Good question. But you also have a situation where you have people making major money working for a private company, going into government service for a couple of years for comparative peanuts, and then go back to working for said private company. The entire time you have close friends and colleagues working for said private company.
You're a pilot. Suppose you were making a couple of million (or tens of millions) being a pilot. Some buddies pull some strings and offer you a cushy political job at the FAA. Unofficially you get a guarantee from a buddy you'll get a job as a pilot afterwards. If not your old job, something well paying. A lot, if not all, of your buddies work as pilots. Maybe you have family members working as pilots. During that time at the FAA, you have a scandal were pilots were doing something very illegal but not necessarily easy to prosecute. I mean, it can be done, but without you sharing pilot specific information to the FAA, they may have no idea how to prosecute these thousands of rogue pilots.

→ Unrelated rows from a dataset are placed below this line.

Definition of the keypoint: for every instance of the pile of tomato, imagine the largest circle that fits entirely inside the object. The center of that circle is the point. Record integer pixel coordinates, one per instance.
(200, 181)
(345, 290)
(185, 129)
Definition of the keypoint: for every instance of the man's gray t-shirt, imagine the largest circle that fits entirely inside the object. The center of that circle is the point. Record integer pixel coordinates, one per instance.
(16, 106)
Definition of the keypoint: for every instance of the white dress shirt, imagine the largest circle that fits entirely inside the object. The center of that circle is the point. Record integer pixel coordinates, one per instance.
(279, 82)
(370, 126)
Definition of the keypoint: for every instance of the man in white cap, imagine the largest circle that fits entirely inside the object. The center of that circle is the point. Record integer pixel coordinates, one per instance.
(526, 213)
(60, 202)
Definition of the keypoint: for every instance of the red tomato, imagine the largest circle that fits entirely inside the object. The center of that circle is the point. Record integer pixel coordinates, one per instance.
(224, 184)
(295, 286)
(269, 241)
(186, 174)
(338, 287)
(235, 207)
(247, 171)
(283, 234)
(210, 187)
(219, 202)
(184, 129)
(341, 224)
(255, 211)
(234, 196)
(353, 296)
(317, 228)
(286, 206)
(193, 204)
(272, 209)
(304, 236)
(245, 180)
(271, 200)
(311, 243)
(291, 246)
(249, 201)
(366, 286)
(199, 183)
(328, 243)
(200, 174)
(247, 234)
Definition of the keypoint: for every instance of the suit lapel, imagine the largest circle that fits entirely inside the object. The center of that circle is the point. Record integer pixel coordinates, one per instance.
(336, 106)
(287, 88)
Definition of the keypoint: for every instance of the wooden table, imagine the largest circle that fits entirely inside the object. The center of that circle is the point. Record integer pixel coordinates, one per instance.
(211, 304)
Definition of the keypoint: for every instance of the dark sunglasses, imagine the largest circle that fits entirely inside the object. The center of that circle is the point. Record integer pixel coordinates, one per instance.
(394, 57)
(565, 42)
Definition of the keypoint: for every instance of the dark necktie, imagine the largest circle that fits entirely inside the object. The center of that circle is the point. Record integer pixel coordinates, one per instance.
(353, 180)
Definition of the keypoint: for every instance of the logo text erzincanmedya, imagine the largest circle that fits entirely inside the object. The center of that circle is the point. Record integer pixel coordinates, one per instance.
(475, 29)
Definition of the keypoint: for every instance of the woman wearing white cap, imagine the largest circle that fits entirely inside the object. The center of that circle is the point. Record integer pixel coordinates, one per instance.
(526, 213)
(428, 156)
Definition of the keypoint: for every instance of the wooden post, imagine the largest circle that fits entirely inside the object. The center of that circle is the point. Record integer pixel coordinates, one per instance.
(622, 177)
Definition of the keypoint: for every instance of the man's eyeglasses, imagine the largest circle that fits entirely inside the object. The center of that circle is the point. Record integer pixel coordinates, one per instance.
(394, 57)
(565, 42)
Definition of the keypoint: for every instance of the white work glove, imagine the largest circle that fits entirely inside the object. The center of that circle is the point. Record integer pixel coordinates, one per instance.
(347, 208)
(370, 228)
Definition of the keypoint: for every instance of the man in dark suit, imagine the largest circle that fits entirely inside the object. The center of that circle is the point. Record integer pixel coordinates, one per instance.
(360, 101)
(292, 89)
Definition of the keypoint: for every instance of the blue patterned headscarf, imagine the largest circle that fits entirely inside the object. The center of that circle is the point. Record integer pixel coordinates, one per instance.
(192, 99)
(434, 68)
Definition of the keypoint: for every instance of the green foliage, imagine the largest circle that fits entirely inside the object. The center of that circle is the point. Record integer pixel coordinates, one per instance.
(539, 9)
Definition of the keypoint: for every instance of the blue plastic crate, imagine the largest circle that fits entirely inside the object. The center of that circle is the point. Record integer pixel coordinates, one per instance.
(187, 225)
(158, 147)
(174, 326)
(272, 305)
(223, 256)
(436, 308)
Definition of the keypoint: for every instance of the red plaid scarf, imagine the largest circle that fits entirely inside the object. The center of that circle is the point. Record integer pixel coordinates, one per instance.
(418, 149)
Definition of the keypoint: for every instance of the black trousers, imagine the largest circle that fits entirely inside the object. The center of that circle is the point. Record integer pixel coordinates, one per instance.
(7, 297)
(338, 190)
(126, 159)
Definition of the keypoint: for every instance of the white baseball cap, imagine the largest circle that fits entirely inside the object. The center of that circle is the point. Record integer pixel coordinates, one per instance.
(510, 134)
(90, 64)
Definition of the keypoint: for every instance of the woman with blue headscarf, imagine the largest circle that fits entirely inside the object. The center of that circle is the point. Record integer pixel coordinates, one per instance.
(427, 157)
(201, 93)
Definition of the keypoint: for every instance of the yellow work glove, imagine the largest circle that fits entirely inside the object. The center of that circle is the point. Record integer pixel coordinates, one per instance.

What do you do? Rock the boat, alienate every single friend you have, put your future paycheck in jeopardy and ensure virtually no airline would ever hire you again, but you'd have the possibility (not guarantee) that you'll put guilty people behind bars. Maybe with light sentences, probably walk free. Or do you hear no evil, see no evil, speak no evil, collect the govt check and then go back to being a pilot making millions. You have a family, kids and a mortgage. Your buddies have families, kids, mortgages. You know them. You've been to their house.
What do you do? Protect your buddies, your future job? Or throw all of that way to MAYBE get some of your buddies put behind bars?
Not saying this as a dodge. It's still a perfectly valid situation. But you need to find experts that aren't significantly incentivized to ignore illegal behavior.
Current roster of Goldman Sachs folks directly moving over are Secretary of the Treasury Steve Mnuchin, National Economic Council Director Gary Cohn and Securities and Exchange Commission Chair is Jay Clayton (one of Goldman Sachs' lawyers). Slightly less than a dozen other Goldman Sachs folks becoming advisors. I would agree that it would be excessive to beat up on one company, except I think it's slightly weird for folks from ONE company holding so many top level positions. Ignoring even previous administrations (of both parties), that statistical distribution is very very off.
I'm far from being anti-capitalism. Far from it, I'm worried about capitalism being corrupted by individuals abusing their government positions for personal gain.